Looks like that operator experience saved the day – after data science failed.

Should the people who write these algos be vetted and licensed by the US Gov? That’s too logical.

Reminder in 2010 there was a “Flash Crash” caused by a fat fingered algorithm https://en.wikipedia.org/wiki/2010_flash_crash#Early_theories

Bear July 27, 2021 1:03 PM

If we’re talking about ANN’s as vehicles for steganography, yes, obviously, and I’m upset with myself for not thinking about it before.

These models are millions or billions of floating-point numbers. As delivered most are encoded as ‘float’ or 32-bits (with 9 significant digits). During development, and sometimes as delivered, they are ‘double’ or 64 bits (19 significant figures in standard encoding). But in operation, usually only about four to six of the significant digits of each value actually matter.

I would guess that the authors of the paper determining how much can be encoded with one percent loss of function are being cautious. With only a slightly greater loss of function I expect that the model as delivered could contain malware up to 50% of its entire size. If the representation is in ‘double’ or 64-bit format, it could be 60%, easily, without even a loss of 1 percent function.

FA July 27, 2021 2:32 PM


These models are millions or billions of floating-point numbers. As delivered most are encoded as ‘float’ or 32-bits (with 9 significant digits).

Actually just 7 significant digits, with a 24-bit mantissa.

But any model that actually requires weights with that sort of precision in order to work would be quite unstable anyway, unless its inputs have the same precision, which is rather improbable. So there is indeed a lot of space for ‘noise’. Much more than in a typical audio or video file.

David Leppik July 27, 2021 2:52 PM

@Bear & FA:

Neural network hardware from Nvidia and Apple supports 16-bit floats, since the need for precision is extremely low. That’s 1-bit sign, 5-bit exponent, and 10-bit significand.

Super accurate floats July 27, 2021 3:41 PM

long int is 64 bits.

Take a pair of them.

Use one for exponent and one for mantissa.

There’s a sign bit. Use it for positive or negative, but the MSB of the mantissa is always one.

Do an integer MUL instruction and take the RDX register for the new mantissa.

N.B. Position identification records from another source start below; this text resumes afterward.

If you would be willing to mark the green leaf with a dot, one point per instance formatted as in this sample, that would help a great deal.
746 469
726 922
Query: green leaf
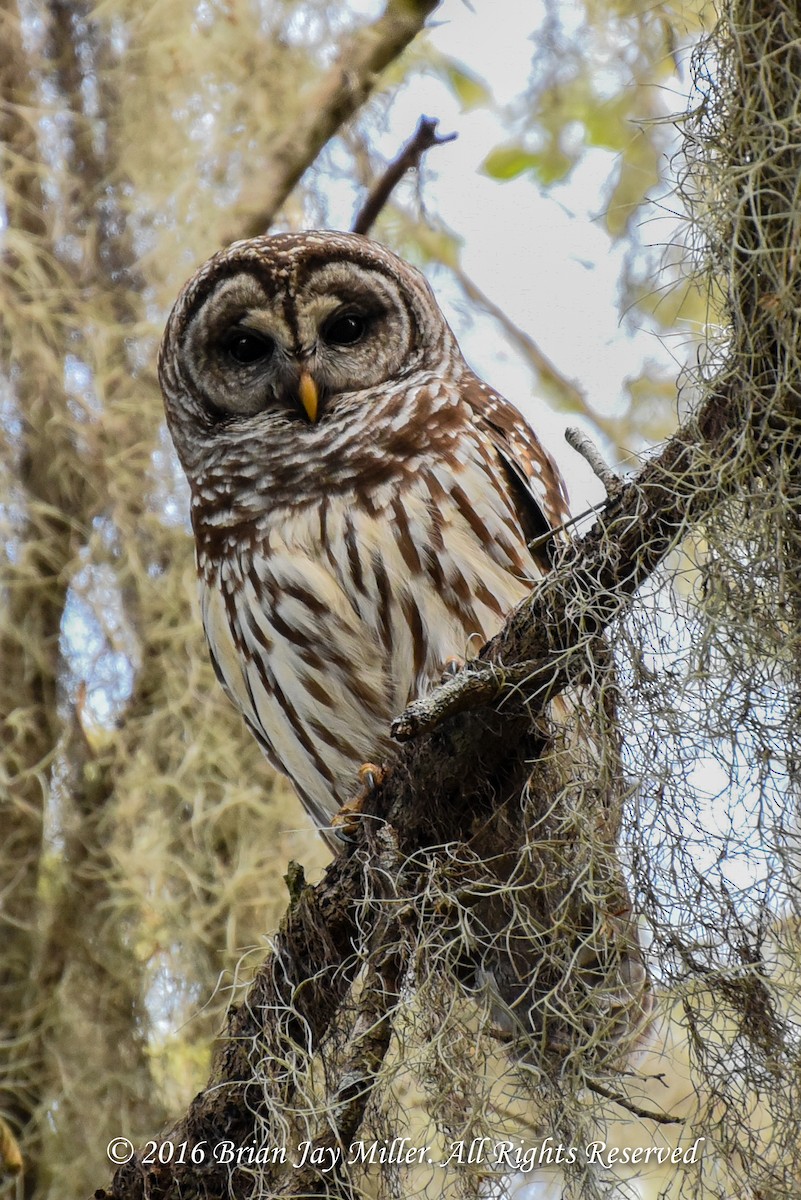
468 88
509 162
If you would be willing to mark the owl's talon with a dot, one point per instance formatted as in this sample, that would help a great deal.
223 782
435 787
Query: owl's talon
345 821
451 667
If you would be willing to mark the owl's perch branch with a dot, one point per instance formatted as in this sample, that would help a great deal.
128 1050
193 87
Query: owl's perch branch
341 93
423 138
590 453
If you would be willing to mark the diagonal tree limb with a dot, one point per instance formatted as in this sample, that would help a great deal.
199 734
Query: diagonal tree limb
341 93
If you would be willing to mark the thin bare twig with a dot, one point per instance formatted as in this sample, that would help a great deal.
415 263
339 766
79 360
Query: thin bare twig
341 93
423 138
634 1109
588 450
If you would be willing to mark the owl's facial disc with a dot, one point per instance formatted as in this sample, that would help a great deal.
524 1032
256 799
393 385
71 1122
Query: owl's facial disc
302 342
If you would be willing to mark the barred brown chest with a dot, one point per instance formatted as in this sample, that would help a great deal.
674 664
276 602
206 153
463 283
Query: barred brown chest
362 504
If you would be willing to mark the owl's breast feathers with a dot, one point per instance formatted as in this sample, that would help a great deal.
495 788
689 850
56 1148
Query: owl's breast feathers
327 616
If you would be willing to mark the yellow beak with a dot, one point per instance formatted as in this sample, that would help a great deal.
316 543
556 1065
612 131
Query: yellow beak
309 396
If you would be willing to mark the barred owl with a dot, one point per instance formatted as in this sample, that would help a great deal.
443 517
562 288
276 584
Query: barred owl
362 503
366 509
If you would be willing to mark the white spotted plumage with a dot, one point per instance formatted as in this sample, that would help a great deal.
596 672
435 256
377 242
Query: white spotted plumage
345 556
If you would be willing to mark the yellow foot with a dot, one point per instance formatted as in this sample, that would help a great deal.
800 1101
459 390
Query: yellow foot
345 821
451 667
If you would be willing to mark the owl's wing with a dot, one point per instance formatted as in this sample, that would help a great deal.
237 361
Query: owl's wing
535 484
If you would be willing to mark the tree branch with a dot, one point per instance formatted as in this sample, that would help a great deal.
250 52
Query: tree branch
423 138
339 94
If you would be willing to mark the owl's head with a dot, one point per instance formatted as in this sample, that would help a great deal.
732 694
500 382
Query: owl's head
295 329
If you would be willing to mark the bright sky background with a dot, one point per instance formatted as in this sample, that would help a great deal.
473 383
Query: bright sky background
546 259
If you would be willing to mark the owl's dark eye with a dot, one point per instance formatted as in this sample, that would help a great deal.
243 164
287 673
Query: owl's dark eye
245 346
344 329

Shift left and fill in from RAX if the MSB of the multiply isn’t already one.

DIV is similar. Place the dividend mantissa in RDX and clear RAX.

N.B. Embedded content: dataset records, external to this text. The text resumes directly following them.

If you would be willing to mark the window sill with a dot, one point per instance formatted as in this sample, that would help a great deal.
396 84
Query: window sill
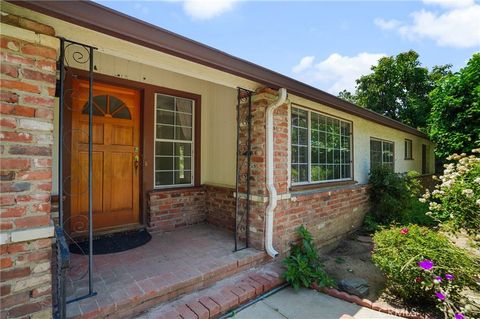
299 188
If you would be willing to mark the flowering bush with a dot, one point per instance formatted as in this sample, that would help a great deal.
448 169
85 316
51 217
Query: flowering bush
455 202
416 259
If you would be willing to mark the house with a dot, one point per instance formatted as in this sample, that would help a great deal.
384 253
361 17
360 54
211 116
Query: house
168 133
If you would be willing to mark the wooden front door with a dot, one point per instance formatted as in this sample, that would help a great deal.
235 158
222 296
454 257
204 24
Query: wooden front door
115 157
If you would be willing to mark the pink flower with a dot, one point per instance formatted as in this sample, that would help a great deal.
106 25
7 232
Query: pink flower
426 264
440 296
449 277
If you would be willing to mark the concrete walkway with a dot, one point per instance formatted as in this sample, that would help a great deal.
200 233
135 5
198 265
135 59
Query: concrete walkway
306 304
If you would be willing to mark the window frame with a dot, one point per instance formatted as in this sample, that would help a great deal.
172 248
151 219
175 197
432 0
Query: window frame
382 141
309 147
193 142
406 155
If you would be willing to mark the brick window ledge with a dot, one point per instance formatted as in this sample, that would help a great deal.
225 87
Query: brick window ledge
322 186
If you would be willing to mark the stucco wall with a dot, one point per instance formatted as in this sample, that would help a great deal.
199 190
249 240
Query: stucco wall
118 58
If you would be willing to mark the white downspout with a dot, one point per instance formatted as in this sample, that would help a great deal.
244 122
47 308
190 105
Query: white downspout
272 192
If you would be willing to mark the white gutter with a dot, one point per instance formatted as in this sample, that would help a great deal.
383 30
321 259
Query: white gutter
272 192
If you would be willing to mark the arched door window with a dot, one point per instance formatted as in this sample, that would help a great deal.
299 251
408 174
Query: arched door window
109 106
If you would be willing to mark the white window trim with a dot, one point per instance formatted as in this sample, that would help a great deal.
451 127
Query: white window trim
382 141
309 182
192 142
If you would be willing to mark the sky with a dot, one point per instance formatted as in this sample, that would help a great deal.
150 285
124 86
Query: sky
327 44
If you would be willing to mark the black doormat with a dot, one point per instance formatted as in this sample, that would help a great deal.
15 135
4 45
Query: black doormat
113 243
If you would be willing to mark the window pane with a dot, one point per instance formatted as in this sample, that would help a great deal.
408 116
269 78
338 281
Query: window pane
165 117
165 131
295 173
184 105
184 119
163 178
164 148
183 149
183 177
303 173
164 163
165 102
183 133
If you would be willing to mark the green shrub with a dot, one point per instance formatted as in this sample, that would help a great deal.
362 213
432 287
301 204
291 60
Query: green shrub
303 265
455 202
389 194
398 251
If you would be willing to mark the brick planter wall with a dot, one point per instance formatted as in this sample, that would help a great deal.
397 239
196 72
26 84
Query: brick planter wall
171 209
28 56
220 204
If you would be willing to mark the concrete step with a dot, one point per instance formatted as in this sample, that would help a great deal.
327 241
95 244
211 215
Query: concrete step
224 296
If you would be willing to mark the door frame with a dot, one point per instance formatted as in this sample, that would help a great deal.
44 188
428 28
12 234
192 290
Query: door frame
147 130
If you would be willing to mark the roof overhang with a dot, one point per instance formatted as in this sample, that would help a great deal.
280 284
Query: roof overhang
94 16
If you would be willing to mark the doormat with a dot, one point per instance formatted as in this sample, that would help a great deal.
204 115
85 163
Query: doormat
113 243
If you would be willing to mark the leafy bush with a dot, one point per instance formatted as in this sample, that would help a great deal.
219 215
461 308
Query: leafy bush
455 202
399 252
303 265
388 194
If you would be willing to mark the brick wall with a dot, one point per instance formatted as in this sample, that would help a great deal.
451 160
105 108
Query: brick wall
28 66
220 205
328 214
171 209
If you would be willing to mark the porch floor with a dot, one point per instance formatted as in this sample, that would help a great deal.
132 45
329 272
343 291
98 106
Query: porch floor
169 265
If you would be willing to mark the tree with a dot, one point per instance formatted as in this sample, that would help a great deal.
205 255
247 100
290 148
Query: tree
454 123
398 88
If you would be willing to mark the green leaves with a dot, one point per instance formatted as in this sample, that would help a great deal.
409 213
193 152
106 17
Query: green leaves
303 265
455 116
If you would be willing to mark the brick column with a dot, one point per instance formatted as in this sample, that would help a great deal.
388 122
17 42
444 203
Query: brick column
259 198
28 66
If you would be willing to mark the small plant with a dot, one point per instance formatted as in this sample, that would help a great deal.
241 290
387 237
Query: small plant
455 202
303 264
400 251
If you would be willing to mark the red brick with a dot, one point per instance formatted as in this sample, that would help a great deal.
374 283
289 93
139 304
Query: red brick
20 86
14 163
212 306
185 312
9 70
17 110
35 175
225 300
14 58
6 200
38 50
44 113
6 262
15 137
25 309
16 299
199 309
32 221
8 97
9 43
10 123
38 100
14 273
6 225
5 290
46 65
10 212
30 150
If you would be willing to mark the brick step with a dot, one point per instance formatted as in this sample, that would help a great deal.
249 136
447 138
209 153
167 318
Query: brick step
224 296
153 291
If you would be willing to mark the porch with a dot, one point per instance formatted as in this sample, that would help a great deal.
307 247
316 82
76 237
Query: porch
171 264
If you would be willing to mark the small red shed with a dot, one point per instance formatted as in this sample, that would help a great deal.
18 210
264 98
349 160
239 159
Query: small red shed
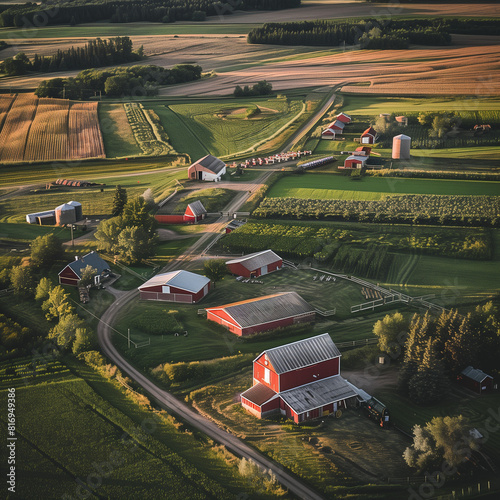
72 273
300 380
255 264
176 286
476 380
369 136
263 313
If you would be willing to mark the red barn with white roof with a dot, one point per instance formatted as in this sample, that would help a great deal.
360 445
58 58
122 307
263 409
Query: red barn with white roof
263 313
255 264
176 286
300 380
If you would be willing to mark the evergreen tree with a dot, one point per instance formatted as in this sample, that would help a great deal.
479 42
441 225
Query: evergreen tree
119 200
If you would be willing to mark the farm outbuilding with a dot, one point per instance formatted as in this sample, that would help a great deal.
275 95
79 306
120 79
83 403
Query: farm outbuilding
369 136
65 214
300 380
208 168
72 273
263 313
476 380
176 286
255 264
401 147
35 218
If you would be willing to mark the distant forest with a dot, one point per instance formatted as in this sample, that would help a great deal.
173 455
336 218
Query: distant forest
95 53
371 33
166 11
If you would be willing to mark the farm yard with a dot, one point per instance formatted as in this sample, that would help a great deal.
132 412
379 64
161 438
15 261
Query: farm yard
48 129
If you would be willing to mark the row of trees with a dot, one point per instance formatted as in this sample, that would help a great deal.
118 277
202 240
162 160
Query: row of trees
95 53
131 233
261 88
369 33
166 11
117 82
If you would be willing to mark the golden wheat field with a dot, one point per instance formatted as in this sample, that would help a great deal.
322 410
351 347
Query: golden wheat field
41 129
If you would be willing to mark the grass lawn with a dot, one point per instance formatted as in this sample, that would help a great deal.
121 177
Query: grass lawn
326 186
77 420
119 140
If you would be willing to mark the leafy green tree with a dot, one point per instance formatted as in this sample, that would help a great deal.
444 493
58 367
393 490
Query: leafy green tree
43 289
429 383
107 234
45 250
88 273
57 304
215 269
84 340
135 245
21 280
64 333
391 331
442 439
119 200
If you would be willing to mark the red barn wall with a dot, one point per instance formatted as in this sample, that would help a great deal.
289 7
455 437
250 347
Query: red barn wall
303 376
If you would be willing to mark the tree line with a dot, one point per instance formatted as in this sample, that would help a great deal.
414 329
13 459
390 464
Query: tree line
166 11
370 33
95 53
116 82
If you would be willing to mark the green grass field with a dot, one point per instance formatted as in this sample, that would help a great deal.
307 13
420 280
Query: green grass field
373 105
73 423
222 133
127 29
329 187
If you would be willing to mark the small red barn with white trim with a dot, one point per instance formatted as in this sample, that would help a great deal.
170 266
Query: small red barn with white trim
369 136
255 264
263 313
300 380
176 286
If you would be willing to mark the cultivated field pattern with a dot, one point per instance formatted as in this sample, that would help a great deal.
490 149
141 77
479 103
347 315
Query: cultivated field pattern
37 129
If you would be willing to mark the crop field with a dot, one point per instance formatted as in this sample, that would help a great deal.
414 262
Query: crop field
330 187
224 128
49 129
119 140
68 430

Adds and subtracts are easy. Adjust the expone to for every shift.

Floating point coprocessors are archaic.

vas pup July 29, 2021 5:28 PM

India seeks to reform its military amid new security threats

“Threats from advancing technology

The Indian military also faces challenges from growing advancements in technology, says Vivek Chadha, a retired colonel and a research fellow at the Manohar Parrikar Institute for Defense Studies and Analyses. According to Chada, drones are now considered low-cost options.

“Similarly, the kind of investment one needs to do to carry out a cyberattack is minuscule as compared to conventional weapons systems,” he added.

Tarapore said “drones are just the tip of the iceberg.”

===>”Far more salient and long-lasting threats in decades to come are going to be the huge advancements in information technology, as it relates to war. Everything that can be affected by, improved by artificial intelligence and machine learning,” Tarapore told DW.”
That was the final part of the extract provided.